You could translate spaces to newlines and then grep, e.g.:
cat * | tr ' ' '\n' | grep th
Just awk, no need combination of tools.
# awk '{for(i=1;i<=NF;i++){if($i~/^th/){print $i}}}' file
the
the
the
this
thoroughly
grep command for only matching and perl
grep -o -P 'th.*? ' filename
I was unsatisfied with awk's hard to remember syntax but I liked the idea of using one utility to do this.
It seems like ack (or ack-grep if you use Ubuntu) can do this easily:
# ack-grep -ho "\bth.*?\b" *
the
the
the
this
thoroughly
If you omit the -h flag you get:
# ack-grep -o "\bth.*?\b" *
some-other-text-file
1:the
some-text-file
1:the
the
yet-another-text-file
1:this
thoroughly
As a bonus, you can use the --output flag to do this for more complex searches with just about the easiest syntax I've found:
# echo "bug: 1, id: 5, time: 12/27/2010" > test-file
# ack-grep -ho "bug: (\d*), id: (\d*), time: (.*)" --output '$1, $2, $3' test-file
1, 5, 12/27/2010
cat *-text-file | grep -Eio "th[a-z]+"
You can also try pcregrep. There is also a -w option in grep, but in some cases it doesn't work as expected.
From Wikipedia:
cat fruitlist.txt
apple
apples
pineapple
apple-
apple-fruit
fruit-apple
grep -w apple fruitlist.txt
apple
apple-
apple-fruit
fruit-apple
I had a similar problem, looking for grep/pattern regex and the "matched pattern found" as output.
At the end I used egrep (same regex on grep -e or -G didn't give me the same result of egrep) with the option -o
so, I think that could be something similar to (I'm NOT a regex Master) :
egrep -o "the*|this{1}|thoroughly{1}" filename
To search all the words with start with "icon-" the following command works perfect. I am using Ack here which is similar to grep but with better options and nice formatting.

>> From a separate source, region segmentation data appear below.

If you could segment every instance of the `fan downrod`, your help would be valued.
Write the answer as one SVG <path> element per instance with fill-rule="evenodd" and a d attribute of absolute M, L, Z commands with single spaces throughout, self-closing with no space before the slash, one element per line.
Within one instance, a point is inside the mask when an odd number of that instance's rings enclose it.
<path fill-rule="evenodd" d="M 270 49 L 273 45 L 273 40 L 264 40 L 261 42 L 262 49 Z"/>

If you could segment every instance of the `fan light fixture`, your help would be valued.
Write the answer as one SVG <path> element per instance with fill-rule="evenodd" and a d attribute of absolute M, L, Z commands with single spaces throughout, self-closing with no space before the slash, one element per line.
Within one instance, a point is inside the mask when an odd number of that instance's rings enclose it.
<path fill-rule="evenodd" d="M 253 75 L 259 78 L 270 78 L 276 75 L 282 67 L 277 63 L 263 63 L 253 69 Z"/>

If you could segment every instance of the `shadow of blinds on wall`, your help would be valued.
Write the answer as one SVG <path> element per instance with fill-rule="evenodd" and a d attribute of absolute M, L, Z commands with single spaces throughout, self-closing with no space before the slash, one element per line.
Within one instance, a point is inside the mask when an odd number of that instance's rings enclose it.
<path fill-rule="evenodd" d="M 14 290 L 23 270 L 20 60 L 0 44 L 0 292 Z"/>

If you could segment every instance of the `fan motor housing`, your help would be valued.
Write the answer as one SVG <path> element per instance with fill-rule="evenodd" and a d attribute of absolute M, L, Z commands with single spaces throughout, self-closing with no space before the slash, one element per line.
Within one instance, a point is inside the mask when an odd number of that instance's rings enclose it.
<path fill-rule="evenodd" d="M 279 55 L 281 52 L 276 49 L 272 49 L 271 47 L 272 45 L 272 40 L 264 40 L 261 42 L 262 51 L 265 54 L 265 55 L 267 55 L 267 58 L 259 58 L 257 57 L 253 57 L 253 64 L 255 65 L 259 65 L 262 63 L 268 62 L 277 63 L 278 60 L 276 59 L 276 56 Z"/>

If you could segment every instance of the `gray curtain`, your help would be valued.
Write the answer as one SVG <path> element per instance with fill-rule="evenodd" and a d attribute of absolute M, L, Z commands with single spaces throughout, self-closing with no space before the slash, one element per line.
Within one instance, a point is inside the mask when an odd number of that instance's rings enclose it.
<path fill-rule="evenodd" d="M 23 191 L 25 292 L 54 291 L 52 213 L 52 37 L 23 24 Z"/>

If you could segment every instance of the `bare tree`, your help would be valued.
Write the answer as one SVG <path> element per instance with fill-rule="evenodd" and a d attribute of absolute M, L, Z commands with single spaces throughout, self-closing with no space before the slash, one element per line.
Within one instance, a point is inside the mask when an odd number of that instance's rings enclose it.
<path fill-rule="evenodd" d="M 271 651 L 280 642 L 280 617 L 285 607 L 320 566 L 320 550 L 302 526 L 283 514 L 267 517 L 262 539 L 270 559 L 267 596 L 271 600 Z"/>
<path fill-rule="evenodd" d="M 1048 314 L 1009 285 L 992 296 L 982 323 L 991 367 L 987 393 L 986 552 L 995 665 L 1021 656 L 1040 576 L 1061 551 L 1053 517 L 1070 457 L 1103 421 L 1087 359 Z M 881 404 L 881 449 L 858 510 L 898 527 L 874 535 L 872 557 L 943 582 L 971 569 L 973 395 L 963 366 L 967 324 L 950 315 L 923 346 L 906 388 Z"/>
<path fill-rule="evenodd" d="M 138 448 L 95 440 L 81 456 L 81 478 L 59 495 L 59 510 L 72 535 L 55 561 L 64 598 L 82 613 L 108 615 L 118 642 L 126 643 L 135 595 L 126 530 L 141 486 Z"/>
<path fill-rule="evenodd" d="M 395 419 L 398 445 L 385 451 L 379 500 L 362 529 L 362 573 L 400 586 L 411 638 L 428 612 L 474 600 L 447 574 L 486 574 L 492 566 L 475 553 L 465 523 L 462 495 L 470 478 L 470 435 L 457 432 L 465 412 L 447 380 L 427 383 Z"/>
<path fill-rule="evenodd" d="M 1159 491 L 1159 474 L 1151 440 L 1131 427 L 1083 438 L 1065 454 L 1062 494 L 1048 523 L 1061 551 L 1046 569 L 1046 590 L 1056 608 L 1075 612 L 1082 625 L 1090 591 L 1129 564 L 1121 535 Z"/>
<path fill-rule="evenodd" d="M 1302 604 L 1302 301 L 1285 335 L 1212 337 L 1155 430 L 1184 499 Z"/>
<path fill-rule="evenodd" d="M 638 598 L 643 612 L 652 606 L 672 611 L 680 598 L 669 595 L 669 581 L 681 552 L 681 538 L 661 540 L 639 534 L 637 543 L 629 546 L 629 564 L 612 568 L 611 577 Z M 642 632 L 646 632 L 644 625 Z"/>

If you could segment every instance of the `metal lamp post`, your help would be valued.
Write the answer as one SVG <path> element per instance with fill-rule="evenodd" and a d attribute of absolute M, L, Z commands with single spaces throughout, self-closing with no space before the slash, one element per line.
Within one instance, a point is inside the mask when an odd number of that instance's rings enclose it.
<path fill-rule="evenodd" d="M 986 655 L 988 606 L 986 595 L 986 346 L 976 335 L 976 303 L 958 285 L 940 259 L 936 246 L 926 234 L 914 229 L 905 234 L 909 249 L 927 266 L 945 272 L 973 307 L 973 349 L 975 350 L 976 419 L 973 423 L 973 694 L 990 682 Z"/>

ack -oh --type=html "\w*icon-\w*" | sort | uniq
You could pipe your grep output into Perl like this:
grep "th" * | perl -n -e'while(/(\w*th\w*)/g) {print "$1\n"}'
grep --color -o -E "Begin.{0,}?End" file.txt
? - Match as few as possible until the End
Tested on macos terminal
$ grep -w
Excerpt from grep man page:
-w: Select only those lines containing matches that form whole words. The test is that the matching substring must either be at the beginning of the line, or preceded by a non-word constituent character.
ripgrep
Here are the example using ripgrep:
rg -o "(\w+)?th(\w+)?"
It'll match all words matching th.